The fungi that are now included in the fungal class Geoglossomycetes were previously considered by mycologists to be a family (Geoglossaceae) within the class Leotiomycetes. The family Geoglossaceae sensu lato was previously defined with 6 genera and 48 species. Early molecular evidence using ribosomal DNA suggested that Geoglossaceae sensu lato was not a monophyletic group, and that the hyaline spored genera (e.g. Leotia, Microglossum, and Spathularia) were not allied within the same clade as the darker-spored genera (Geoglossum and Trichoglossum). Schoch et al., using a six-gene phylogeny including ribosomal DNA and protein-coding genes, found support for the establishment of a new class (Geoglossomycetes), containing the genera Geoglossum, Sarcoleotia, and Trichoglossum. Further molecular research resulted in the addition of Nothomitra (previously treated as a relative or synonym of Microglossum) to the group in 2011. Glutinoglossum was circumscribed in 2013 to contain the species formerly known as Geoglossum glutinosum, and a new European species, G. heptaseptatum.
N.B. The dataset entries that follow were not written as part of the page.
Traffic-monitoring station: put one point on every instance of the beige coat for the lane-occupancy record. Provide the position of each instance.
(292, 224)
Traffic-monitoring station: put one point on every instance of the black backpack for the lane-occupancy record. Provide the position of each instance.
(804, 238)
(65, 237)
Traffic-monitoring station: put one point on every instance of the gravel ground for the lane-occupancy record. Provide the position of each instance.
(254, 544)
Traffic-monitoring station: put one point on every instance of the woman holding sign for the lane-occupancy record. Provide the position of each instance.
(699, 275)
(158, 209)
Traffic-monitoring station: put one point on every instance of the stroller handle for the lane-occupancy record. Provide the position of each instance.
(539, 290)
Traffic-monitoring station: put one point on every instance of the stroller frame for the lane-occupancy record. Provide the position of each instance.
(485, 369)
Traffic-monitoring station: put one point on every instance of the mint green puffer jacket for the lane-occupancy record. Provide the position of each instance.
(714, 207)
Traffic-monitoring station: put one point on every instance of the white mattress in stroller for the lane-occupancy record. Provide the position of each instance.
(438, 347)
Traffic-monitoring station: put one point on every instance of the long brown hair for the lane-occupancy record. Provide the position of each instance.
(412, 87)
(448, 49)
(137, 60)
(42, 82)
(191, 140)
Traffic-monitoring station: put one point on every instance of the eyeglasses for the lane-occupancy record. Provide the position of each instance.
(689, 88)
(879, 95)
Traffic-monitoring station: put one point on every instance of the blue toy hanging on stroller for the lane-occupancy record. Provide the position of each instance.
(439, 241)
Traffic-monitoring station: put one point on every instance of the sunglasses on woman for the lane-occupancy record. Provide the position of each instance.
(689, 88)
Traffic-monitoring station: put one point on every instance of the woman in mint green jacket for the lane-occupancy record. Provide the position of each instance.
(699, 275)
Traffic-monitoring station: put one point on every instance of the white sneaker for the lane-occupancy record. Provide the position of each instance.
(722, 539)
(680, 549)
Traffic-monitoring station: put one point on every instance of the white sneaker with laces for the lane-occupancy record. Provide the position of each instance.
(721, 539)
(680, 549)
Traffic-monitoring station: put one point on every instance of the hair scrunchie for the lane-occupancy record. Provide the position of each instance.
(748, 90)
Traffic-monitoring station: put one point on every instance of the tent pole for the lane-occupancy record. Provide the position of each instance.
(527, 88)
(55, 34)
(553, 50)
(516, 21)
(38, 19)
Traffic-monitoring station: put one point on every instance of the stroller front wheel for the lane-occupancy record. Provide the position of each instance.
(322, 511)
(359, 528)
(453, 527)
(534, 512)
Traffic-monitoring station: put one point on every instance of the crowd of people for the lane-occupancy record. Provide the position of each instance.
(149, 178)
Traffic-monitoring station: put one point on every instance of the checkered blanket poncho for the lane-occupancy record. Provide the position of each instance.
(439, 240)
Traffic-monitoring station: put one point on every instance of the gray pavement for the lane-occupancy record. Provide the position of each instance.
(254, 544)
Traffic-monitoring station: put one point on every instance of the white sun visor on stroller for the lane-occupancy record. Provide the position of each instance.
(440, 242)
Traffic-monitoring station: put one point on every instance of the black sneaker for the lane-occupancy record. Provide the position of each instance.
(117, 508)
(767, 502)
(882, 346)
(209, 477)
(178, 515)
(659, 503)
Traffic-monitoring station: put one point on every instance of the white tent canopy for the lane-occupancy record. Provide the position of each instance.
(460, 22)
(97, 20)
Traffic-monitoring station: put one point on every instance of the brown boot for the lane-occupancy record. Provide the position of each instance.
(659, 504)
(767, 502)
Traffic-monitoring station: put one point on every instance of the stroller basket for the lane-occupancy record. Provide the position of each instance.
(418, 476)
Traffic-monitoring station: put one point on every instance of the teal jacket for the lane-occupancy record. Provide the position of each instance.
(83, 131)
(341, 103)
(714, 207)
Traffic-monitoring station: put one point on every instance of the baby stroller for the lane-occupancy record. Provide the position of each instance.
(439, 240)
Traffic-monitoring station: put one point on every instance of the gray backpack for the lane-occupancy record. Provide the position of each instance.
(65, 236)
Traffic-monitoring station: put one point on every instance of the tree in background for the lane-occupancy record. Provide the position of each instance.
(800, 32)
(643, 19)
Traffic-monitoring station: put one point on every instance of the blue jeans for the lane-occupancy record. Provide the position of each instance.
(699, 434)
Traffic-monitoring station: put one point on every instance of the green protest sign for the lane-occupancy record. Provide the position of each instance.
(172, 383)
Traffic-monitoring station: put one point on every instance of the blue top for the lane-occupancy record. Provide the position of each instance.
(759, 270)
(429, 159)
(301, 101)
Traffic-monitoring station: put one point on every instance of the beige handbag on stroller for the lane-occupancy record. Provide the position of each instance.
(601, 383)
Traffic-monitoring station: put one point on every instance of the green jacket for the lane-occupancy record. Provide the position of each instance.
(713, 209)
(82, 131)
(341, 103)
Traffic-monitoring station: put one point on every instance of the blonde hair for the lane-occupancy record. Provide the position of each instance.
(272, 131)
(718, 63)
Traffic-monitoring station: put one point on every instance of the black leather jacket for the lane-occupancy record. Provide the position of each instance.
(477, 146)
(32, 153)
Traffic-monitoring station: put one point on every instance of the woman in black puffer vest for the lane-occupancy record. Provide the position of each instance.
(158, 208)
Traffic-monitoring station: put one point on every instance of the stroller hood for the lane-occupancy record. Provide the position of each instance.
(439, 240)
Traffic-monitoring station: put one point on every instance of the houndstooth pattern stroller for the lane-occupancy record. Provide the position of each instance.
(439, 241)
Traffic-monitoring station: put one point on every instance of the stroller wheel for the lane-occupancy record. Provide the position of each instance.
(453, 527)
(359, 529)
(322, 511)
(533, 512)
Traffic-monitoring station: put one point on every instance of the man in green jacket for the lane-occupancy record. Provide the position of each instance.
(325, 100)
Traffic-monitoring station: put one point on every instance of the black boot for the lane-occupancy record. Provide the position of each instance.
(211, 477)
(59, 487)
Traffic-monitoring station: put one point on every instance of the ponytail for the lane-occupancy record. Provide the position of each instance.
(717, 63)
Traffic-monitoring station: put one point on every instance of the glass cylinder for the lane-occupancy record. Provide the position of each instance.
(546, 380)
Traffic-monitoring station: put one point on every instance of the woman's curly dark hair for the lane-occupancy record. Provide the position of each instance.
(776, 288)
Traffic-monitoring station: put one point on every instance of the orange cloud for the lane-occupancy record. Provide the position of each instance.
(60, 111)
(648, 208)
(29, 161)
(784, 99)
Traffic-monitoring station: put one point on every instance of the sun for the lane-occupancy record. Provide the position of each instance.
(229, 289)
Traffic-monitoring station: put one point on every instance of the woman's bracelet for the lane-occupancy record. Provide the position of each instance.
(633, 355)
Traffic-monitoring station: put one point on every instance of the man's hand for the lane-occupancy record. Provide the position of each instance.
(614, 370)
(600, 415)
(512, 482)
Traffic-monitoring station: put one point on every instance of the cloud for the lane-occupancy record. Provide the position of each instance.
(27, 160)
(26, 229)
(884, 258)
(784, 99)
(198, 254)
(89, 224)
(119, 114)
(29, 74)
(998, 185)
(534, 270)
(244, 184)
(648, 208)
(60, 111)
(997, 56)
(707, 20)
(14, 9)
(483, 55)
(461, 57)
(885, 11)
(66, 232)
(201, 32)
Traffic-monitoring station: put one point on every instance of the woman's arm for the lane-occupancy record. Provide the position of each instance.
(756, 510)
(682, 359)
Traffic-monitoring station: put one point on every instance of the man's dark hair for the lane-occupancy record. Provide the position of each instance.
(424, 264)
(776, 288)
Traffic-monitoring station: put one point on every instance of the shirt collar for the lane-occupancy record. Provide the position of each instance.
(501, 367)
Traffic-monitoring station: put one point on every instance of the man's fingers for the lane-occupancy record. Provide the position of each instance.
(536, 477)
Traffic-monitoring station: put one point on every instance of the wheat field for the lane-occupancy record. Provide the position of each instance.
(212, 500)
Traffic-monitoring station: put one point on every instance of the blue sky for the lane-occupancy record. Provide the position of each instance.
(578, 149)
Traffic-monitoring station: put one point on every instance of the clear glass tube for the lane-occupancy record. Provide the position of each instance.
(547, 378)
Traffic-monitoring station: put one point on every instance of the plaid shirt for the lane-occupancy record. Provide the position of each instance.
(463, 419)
Several species in the genus Neolecta have similar morphology and are also known by the common name of "earth tongues", but they are members of the quite distantly related Taphrinomycotina, an entirely different subdivision of the Ascomycota.

==Habitat==
Earth tongues are commonly found in soil or among rotting vegetation. In North America, they are commonly found in coniferous woodland, broad-leaved woodland and mixed woodland habitats, whereas in Europe they are commonly found in grassland habitats and are major components of the endangered waxcap grassland habitat.